Bezlitosny Bayern pokonuje osłabiony Arsenal 2-0

Bezlitosny Bayern pokonuje osłabiony Arsenal 2-0 19.02.2014, 21:43, Sebastian Czarnecki 1897 komentarzy

Kapitalna i wyrównana pierwsza połowa meczu, nudna i monotonna druga. Całe spotkanie ustawiła czerwona kartka dla Wojtka Szczęsnego, po której Kanonierzy bronili się całą drużyną i zamknęli się na własnej połowie, całkowicie dając się zdominować przeciwnikowi z Monachium. Bayern nie pozwolił wyjść londyńczykom z własnego pola karnego, powoli rozgrywał swoje akcje i czekał tylko na pojedyncze błędy obronne, by zaatakować. I dwukrotnie udała się ta sztuka monachijczykom, bo dwukrotnie wpakowali piłkę do bramki Łukasza Fabiańskiego, znajdując się w kapitalnej sytuacji przed rewanżem.

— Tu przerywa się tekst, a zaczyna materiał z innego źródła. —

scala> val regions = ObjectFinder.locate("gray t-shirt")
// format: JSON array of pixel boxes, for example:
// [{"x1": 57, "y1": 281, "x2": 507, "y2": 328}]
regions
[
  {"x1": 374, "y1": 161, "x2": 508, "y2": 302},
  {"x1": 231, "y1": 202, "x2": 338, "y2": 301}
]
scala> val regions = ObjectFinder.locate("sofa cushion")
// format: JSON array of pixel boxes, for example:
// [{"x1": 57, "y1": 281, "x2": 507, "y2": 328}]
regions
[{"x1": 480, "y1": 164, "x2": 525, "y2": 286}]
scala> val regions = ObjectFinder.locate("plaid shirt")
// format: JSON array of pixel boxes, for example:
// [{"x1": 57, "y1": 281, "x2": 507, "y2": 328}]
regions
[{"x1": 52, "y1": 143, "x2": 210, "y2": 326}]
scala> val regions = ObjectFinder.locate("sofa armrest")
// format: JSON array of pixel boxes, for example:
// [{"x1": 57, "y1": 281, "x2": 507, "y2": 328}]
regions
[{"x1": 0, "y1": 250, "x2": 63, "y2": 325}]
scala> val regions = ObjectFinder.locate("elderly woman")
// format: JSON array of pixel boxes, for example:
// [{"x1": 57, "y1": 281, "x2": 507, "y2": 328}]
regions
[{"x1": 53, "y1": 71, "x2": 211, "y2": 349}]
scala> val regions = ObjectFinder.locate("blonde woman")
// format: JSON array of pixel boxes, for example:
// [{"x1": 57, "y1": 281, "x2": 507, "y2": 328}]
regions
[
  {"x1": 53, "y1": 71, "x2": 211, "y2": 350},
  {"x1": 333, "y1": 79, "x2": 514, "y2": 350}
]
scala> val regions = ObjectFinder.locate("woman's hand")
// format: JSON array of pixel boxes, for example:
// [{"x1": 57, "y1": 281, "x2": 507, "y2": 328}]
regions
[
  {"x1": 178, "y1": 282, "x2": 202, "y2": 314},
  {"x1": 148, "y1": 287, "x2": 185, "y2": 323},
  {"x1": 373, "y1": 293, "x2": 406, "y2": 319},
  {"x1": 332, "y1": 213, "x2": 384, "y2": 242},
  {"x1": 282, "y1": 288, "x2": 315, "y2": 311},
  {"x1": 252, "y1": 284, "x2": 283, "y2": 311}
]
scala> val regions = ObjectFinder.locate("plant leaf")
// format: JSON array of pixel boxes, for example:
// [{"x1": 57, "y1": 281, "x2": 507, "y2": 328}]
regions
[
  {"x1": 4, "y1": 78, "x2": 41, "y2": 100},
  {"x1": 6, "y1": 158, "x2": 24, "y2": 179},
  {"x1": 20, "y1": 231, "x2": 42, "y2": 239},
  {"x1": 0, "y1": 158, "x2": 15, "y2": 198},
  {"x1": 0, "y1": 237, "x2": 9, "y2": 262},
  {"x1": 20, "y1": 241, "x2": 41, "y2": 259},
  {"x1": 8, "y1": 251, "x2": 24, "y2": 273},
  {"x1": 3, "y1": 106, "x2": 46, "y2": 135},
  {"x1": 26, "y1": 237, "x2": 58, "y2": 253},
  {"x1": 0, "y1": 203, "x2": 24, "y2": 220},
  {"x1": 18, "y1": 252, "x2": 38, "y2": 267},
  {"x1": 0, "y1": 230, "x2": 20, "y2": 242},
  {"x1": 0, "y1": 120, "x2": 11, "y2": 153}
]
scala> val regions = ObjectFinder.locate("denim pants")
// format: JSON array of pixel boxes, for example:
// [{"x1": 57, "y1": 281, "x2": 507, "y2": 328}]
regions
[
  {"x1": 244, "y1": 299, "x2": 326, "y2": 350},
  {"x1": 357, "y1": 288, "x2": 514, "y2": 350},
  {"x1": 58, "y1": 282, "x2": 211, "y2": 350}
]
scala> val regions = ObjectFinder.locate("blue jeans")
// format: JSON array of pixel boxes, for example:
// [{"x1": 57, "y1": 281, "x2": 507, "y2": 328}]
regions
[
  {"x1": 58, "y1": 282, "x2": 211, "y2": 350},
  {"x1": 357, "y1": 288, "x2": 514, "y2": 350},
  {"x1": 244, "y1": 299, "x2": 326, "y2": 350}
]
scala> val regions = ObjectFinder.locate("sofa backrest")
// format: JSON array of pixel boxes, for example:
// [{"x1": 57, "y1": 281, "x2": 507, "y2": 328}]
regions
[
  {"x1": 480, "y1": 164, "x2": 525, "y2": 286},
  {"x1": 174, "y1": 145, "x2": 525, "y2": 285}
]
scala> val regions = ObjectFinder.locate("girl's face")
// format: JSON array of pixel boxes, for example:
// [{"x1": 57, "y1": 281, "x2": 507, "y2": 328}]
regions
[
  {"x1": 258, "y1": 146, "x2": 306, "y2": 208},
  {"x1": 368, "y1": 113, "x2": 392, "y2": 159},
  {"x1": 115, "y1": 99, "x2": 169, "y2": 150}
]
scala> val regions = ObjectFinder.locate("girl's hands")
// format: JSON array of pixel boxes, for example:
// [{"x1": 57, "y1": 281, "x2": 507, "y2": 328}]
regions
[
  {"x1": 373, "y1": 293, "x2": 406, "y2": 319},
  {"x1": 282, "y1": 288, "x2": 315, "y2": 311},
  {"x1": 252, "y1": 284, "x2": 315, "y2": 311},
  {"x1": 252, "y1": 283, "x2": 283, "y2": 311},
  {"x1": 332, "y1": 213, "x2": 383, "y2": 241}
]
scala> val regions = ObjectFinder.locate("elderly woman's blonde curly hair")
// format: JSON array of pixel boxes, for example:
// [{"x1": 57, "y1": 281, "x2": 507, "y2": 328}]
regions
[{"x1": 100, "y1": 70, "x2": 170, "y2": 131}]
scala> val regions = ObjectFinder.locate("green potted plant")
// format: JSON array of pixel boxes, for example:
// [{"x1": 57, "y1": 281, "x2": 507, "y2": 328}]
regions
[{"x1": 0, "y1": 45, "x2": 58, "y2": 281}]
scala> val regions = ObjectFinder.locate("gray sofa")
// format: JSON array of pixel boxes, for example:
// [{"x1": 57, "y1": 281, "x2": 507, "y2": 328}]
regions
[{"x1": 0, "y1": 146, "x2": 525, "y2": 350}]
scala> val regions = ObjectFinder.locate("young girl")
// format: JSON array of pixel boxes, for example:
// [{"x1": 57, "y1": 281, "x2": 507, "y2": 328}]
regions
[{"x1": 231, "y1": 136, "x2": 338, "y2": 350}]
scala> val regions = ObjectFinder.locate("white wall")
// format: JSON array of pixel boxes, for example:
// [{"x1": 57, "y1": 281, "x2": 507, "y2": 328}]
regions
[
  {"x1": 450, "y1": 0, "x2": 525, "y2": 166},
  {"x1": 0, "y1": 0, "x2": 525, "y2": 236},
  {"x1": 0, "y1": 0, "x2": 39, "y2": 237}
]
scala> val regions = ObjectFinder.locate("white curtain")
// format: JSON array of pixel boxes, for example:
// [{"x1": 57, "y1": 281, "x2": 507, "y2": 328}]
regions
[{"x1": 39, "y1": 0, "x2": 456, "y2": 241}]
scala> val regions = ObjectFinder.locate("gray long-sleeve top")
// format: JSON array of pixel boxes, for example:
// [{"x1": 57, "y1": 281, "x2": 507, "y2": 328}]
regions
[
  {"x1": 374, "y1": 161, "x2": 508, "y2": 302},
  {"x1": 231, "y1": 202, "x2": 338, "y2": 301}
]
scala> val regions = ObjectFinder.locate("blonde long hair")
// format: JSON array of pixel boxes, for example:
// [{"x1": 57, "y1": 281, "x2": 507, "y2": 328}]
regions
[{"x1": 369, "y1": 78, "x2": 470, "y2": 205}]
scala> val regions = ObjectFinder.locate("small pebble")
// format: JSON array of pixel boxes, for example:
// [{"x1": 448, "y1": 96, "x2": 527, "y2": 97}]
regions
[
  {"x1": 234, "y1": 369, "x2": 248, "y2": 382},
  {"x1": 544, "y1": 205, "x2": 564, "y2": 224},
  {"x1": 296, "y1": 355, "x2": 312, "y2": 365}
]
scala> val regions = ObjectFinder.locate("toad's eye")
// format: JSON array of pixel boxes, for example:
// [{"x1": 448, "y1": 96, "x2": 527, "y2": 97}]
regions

Arsenal: Szczęsny - Sagna, Mertesacker, Koscielny, Gibbs (31. Monreal) - Flamini, Wilshere - Chamberlain (74. Rosicky), Özil, Cazorla (38. Fabiański) - Sanogo

Bayern: Neuer - Lahm, Boateng (46. Rafinha), Dante, Alaba - Martinez - Robben, Kroos, Alcantara (79. Pizarro), Götze - Mandżukić (64. Muller)

Mecz od mocnego uderzenia zaczęli Bawarczycy. Już w trzeciej minucie potężnym strzałem z dystansu popisał się Toni Kroos, ale futbolówkę zmierzającą w samo okno bramki na rzut rożny przeniósł Wojciech Szczęsny. Świetna interwencja polskiego gokipera.

W szóstej minucie groźną akcję przeprowadzili Kanonierzy. Zamieszanie pod bramką Manuela Neuera wykorzystał Yaya Sanogo, który oddał groźny strzał na bramkę niemieckiego golkipera, ale ten świetnie zatrzymał to uderzenie.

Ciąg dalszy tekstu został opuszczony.